The carrier said the arbitrator seems to have answered a question other than the one put to him. .
“Given the uncertainties regarding the outcome of this similar matter with the other labour groups and the impact this decision will have, this was judged to be the prudent and responsible thing to do.”
But Lewenza said the company agreed to allow the union to replace its final offer and also amended its own offer.
He asserted Air Canada’s move means the union is also in a position to violate the agreement, with the possibility of direct job action, including protests, work to rule actions or even a strike.
“This may require direct action from our members again,” Lewenza said.
“I know that’s terrible and it’s inconvenient for our customers, but the fact of the matter is the labour relations environment at Air Canada has to be addressed.”
The two sides finally reached a deal this summer after a heated months-long dispute, a three-day strike by CAW members and the threat of federal back-to-work legislation.
Chris Murray, an analyst at PI Financial, said Air Canada’s priority is how to mitigate some of the volatility associated with a defined benefit pension plan. That will be more difficult as the population ages and there are fewer employees making contributions and more retirees expecting a payout.

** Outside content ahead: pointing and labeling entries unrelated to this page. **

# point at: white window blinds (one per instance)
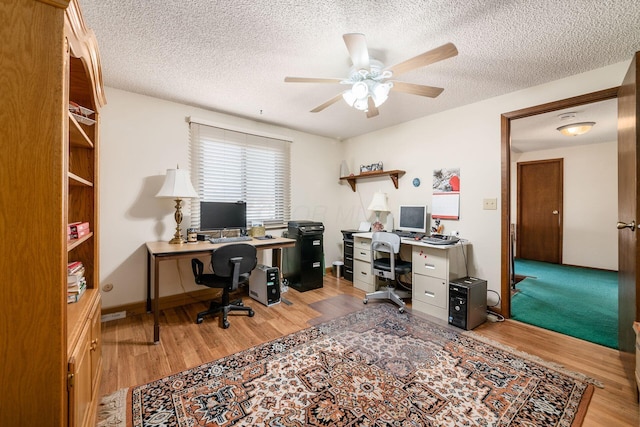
(229, 165)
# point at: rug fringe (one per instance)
(546, 363)
(111, 411)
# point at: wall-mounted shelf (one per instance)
(394, 175)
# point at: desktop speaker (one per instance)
(264, 284)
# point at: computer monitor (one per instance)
(221, 215)
(412, 218)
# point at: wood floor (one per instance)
(131, 358)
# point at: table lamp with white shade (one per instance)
(177, 186)
(378, 204)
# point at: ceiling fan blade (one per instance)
(438, 54)
(310, 80)
(372, 110)
(357, 47)
(415, 89)
(333, 100)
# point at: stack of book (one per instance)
(76, 282)
(76, 230)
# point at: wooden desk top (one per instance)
(166, 248)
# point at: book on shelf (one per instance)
(74, 296)
(74, 267)
(76, 288)
(76, 230)
(77, 226)
(76, 276)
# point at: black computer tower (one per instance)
(302, 265)
(467, 302)
(264, 284)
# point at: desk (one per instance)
(162, 251)
(433, 266)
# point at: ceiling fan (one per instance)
(370, 79)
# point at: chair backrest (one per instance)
(221, 259)
(385, 242)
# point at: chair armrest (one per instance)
(236, 272)
(198, 268)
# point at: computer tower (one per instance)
(467, 302)
(264, 284)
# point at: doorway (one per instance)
(539, 200)
(508, 250)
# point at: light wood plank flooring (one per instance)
(131, 358)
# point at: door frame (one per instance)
(505, 206)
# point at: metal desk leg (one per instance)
(156, 300)
(149, 282)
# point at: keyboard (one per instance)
(229, 239)
(408, 234)
(443, 240)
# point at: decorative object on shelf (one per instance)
(177, 186)
(81, 114)
(378, 204)
(393, 174)
(344, 169)
(374, 167)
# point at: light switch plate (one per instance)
(490, 204)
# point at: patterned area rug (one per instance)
(375, 367)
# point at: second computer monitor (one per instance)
(412, 218)
(223, 215)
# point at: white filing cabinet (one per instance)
(432, 269)
(362, 277)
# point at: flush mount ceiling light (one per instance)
(367, 84)
(574, 129)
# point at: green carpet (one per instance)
(574, 301)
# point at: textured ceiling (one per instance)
(231, 56)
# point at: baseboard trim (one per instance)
(170, 301)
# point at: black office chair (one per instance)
(389, 267)
(232, 265)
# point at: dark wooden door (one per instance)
(628, 207)
(539, 218)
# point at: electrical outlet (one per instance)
(490, 204)
(113, 316)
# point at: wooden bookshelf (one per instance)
(52, 363)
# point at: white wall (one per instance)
(140, 138)
(590, 202)
(469, 138)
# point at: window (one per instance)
(230, 165)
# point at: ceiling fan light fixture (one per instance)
(380, 92)
(358, 95)
(575, 129)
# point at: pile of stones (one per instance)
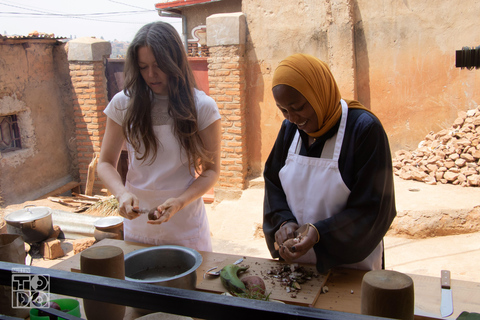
(448, 156)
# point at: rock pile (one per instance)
(449, 156)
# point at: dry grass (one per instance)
(104, 207)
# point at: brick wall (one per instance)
(89, 101)
(226, 76)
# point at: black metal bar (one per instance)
(170, 300)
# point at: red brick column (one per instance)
(87, 71)
(226, 34)
(226, 77)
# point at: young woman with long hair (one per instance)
(172, 133)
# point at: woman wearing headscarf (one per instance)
(329, 172)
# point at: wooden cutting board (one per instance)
(307, 295)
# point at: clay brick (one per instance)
(55, 233)
(81, 244)
(51, 249)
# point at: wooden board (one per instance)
(307, 296)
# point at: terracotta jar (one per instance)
(105, 261)
(389, 294)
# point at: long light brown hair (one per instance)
(171, 58)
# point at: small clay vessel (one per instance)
(105, 261)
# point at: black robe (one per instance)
(365, 165)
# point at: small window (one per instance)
(9, 134)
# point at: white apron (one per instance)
(315, 189)
(167, 177)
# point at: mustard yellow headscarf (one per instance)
(313, 79)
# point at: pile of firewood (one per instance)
(95, 205)
(449, 156)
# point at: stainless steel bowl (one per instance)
(168, 266)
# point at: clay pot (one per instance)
(34, 224)
(389, 294)
(105, 261)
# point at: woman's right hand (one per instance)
(287, 231)
(126, 203)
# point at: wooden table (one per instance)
(344, 286)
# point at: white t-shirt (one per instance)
(207, 111)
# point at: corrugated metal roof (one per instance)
(177, 4)
(39, 37)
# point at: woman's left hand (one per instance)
(299, 249)
(167, 210)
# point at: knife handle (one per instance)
(445, 279)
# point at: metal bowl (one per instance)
(168, 266)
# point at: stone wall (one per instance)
(35, 86)
(89, 97)
(226, 77)
(397, 58)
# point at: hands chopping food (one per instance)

“The sheer magnitude of the pension plan, both the assets and the liabilities, makes it essentially almost impossible for the company to manage,” he said.
“The value and the assets of the plan almost does dwarf the assets of the entire corporation.”

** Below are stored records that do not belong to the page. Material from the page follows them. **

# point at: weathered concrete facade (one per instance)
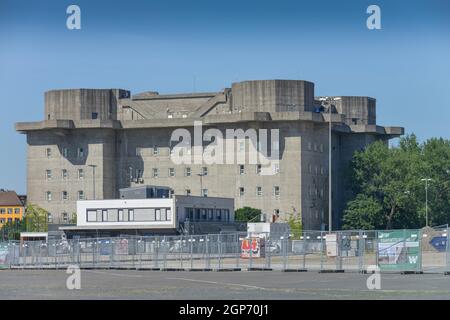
(128, 137)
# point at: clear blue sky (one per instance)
(163, 45)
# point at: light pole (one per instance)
(327, 101)
(201, 183)
(426, 199)
(93, 166)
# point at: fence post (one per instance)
(208, 265)
(447, 250)
(219, 245)
(322, 248)
(361, 249)
(238, 251)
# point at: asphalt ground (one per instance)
(244, 285)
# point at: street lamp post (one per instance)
(426, 199)
(93, 166)
(328, 101)
(201, 183)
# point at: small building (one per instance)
(146, 217)
(11, 208)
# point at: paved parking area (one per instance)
(130, 284)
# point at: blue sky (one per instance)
(164, 45)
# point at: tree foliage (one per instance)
(247, 214)
(36, 219)
(387, 187)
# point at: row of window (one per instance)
(188, 171)
(64, 174)
(3, 220)
(209, 214)
(64, 195)
(66, 153)
(317, 148)
(259, 192)
(135, 215)
(10, 210)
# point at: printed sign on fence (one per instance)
(4, 255)
(253, 247)
(399, 250)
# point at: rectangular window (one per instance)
(163, 214)
(276, 191)
(80, 153)
(203, 214)
(241, 146)
(277, 168)
(130, 215)
(91, 216)
(218, 214)
(152, 216)
(259, 191)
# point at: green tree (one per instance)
(387, 187)
(11, 230)
(295, 224)
(247, 214)
(36, 219)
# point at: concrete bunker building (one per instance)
(127, 138)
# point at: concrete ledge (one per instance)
(172, 269)
(411, 272)
(294, 270)
(259, 269)
(198, 269)
(331, 271)
(227, 269)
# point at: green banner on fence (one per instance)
(4, 255)
(399, 250)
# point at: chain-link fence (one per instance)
(425, 250)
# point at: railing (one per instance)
(425, 250)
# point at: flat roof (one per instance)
(116, 227)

If the arbitrator’s decision stands, Air Canada would likely not feel the impact for several years, when there is a noticeable turnover in the existing employee base, he said.
But reaching favourable terms in the agreement is of utmost importance to the company because other unions are taking cues from the CAW. For example, a tentative agreement with the CUPE unit representing flight attendants in an upcoming arbitration process references the CAW agreement, he said.
The latest impasse could set a “dangerous precedent” said Charlotte Yates, Dean of Social Sciences and professor of Labour Studies at McMaster University.
“It will make unions very nervous about any deal they enter into with Air Canada because basically Air Canada is saying they can enter into a deal but that doesn’t necessarily mean they will live up to it.”
Lewenza said the company made it clear to CAW that the deal reached with that union — especially on the pension issue, which has been central in negotiations with all unions — would set a precedent for potential agreements with others.
“They’ve got multiple bargaining unit problems that are still outstanding — with the pilots, with the flight attendants — yet they want to continue to increase the labour relations problems that they have,” Lewenza said.
An arbitrator will issue a binding agreement in about two weeks on the contract with flight attendants under federal labour laws that prevent a strike or lockout during that period.
The 6,800 Air Canada flight attendants rejected two tentative agreements that the union negotiated this year. They had threatened a strike last month and complained loudly that the airline had forced them to swallow too many concessions over the years.
A spokesman for CUPE said the flight attendants union is watching the situation between Air Canada and CAW, but would not comment further.
The agreement reached during the summer with CAW still stands for now, Lewenza said, but the implementation of the new pension scheme is on hold.
Lewenza has sent a letter to Air Canada president and CEO Calin Rovinescu asking him to withdraw the company’s request for review.
“I must say that in my many years as an elected CAW-Canada trade union representative there are few other employer decisions which I can identify as being as harmful and destructive to a collective bargaining relationship as this decision,” he wrote.
Air Canada shares fell per cent or cents to close at Monday on the Toronto Stock Exchange.